BDSM and Psychologists

Not All Psychologists are Created Equally

When in a traumatic part of my life I had my first ever time with a psychologist, it was an absolute life changing event. I’d been suffering from life-threatening depression and the whole BDSM thing was reaching a bursting point.

For decades I’d kept this silent quiver of my need for BDSM submerged, in denial. Like a boiling pot, you can only bottle up the steam for so long before something breaks. And so it was for me.

Seeing a psychologist, talk therapy, gave me a revelation about myself and my need for BDSM that was life changing.

It also showed me that my perceptions were not based on reality.

Roped

My First Psychologist

In hindsight, I think I was lucky that the first psychologist I spoke with was knowledgeable and empathetic to my needs.

It took a lot of discussion and then trust to expose that I had this need for BDSM. She was the very first person I’d ever told about this – a secret I’d kept for at that time, over 30 years.

She said to me ‘why don’t you do it?‘ and for a woman to say that to me was life changing. She accepted that I had this need? That was extraordinary.

Then she said, ‘it won’t hurt anyone. It won’t change who you are, I can’t understand why you don’t do it‘ and again that was life changing.

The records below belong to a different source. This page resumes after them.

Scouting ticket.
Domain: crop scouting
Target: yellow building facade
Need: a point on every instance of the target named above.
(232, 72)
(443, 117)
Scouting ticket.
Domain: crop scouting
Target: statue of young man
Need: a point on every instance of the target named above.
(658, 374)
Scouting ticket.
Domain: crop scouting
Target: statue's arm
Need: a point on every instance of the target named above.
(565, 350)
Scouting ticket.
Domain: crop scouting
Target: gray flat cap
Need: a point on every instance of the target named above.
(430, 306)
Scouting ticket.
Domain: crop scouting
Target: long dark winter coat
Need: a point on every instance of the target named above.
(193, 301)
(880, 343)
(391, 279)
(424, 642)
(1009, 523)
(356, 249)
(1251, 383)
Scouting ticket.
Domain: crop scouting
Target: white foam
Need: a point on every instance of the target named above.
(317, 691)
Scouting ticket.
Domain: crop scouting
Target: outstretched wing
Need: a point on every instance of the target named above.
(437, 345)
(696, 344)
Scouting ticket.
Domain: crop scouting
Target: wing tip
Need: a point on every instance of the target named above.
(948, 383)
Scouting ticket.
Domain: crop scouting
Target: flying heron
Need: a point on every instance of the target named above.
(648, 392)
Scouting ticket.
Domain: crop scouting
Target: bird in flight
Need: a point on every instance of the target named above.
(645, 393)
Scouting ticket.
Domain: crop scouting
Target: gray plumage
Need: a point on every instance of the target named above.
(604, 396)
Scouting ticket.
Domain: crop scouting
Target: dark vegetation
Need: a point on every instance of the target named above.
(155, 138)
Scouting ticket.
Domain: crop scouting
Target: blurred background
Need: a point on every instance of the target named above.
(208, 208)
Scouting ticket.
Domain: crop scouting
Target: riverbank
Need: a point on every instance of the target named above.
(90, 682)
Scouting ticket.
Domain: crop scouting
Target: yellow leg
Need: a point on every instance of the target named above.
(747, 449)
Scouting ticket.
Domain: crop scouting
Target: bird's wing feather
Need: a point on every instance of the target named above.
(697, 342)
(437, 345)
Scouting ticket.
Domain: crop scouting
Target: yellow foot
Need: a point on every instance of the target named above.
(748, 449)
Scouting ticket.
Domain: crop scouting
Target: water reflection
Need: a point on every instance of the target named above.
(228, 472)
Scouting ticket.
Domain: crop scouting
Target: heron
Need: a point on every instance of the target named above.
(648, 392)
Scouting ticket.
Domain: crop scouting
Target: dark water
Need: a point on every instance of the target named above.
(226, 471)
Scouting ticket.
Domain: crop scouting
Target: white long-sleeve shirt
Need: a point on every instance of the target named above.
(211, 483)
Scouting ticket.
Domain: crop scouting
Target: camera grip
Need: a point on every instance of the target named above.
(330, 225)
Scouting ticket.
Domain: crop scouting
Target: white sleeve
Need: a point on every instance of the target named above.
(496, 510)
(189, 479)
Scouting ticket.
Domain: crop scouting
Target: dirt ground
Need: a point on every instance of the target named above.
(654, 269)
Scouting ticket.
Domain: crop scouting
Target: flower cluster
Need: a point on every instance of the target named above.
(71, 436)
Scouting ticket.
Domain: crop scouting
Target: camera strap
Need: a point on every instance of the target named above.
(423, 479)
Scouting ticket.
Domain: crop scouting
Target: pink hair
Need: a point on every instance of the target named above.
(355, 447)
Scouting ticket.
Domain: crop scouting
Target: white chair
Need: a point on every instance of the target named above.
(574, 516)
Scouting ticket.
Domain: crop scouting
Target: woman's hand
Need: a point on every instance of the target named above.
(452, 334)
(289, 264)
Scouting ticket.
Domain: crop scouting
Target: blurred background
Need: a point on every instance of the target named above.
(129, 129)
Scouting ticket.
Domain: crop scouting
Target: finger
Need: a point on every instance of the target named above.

For someone with so much angst, those were wonderful words.

Time Passed

Two other psychologists I visited were not for me. One was a smirker – it felt like he looked down his nose. The other was stupid.

Another was a bit of a prude and while I liked her as a person, I felt happier when I stopped seeing her. I just got the feeling it would be all too much for her.

So, these three I never opened up to.

Two Winners!

The previous to current psychologist was extremely accepting. She saw the whole BDSM thing as just another human activity. I was refreshed, happy, delighted, so pleased by that. Then she retired!

The current person I’m seeing (for other issues) is also very accepting. She is not knowledgeable about BDSM, didn’t know about sub-space and I suspect CBT has only the ‘cognitive behavior therapy’ definition for her. It will be interesting to see her face if I spell out the BDSM version should the topic come up.

Why am I seeing someone who is not knowledgeable about BDSM? Simple. She is intelligent, sensible, highly trained, accepting, and helping me in other ways but also with BDSM. She gives me a good perspective, insights, and is helping.

In Conclusion

Not all psychologists are created equal. They are humans, with human weaknesses and strengths. They have their special areas and asking them to deal with BDSM is a challenge if the connection is not there.

However, I have had great value from them.